Mais les forces de l’ordre ont empêché les manifestants à partir de la Mosquée El Fath de traverser l’avenue de Paris, ce qui a obligé ces derniers à bifurquer vers l’avenue Mohammed V, par la rue du Ghana et de s’arrêter, Place des droits de l’Homme.
Un nombre important de citoyens ont participé à cette marche en scandant des slogans en faveur de la cause palestinienne.
Des activistes, notamment, au sein de l’association Ansar El Chariaa et de l’association de soutien à la cause palestinienne ont participé à cette action, avec une absence remarquée des militants d’Ennahdha dont le parti avait appelé, la veille, à manifester en solidarité avec Gaza, après la prière du vendredi, a constaté sur place le journaliste de l’agence TAP.

Des participants à cette marche ont affirmé à l’agence TAP le caractère « pacifique » de leur mouvement qui, ont-ils dit, « intervient en solidarité avec le peuple palestinien victime de raids israéliens continus ».

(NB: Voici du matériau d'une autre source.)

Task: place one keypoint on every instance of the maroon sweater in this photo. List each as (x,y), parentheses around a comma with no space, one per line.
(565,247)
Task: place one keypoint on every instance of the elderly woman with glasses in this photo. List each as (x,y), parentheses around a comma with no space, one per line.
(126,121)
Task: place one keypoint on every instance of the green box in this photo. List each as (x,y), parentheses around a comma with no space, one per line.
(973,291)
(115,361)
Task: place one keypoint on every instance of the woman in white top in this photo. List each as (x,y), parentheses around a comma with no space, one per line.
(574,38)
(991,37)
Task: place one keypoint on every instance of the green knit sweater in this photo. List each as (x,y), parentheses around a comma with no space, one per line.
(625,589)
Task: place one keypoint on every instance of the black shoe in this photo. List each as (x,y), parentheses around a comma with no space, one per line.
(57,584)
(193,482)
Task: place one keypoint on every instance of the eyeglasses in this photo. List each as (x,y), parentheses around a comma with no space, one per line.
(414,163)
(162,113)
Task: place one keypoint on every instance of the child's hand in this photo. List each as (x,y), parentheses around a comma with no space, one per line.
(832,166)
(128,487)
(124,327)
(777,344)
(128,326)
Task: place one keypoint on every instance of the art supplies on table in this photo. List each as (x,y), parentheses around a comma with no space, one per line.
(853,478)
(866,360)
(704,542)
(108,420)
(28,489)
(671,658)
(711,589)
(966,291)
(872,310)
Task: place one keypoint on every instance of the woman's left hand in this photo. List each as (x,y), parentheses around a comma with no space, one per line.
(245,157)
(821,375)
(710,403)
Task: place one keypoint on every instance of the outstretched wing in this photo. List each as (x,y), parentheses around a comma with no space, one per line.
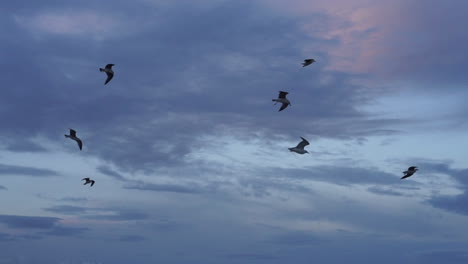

L’autre manifestation qui a pris le départ devant le siège de l’UGTT, place Mohamed Ali, avec la participation d’étudiants et d’élèves, a sillonné l’avenue Bourguiba et s’est arrêtée devant le ministère de l’intérieur au milieu d’un important déploiement policier.
Les manifestants ont scandé des slogans contre « l’agression israélienne sur Gaza » et la « normalisation avec l’entité sioniste » en brandissant des drapeaux tunisien et palestinien, ainsi que des portraits de Jamel Abdennasser et de Bachar El-Assad.
La marche qui s’est poursuivie malgré une pluie torrentielle a vu la participation de militants du Front populaire et d’autres partis de gauche.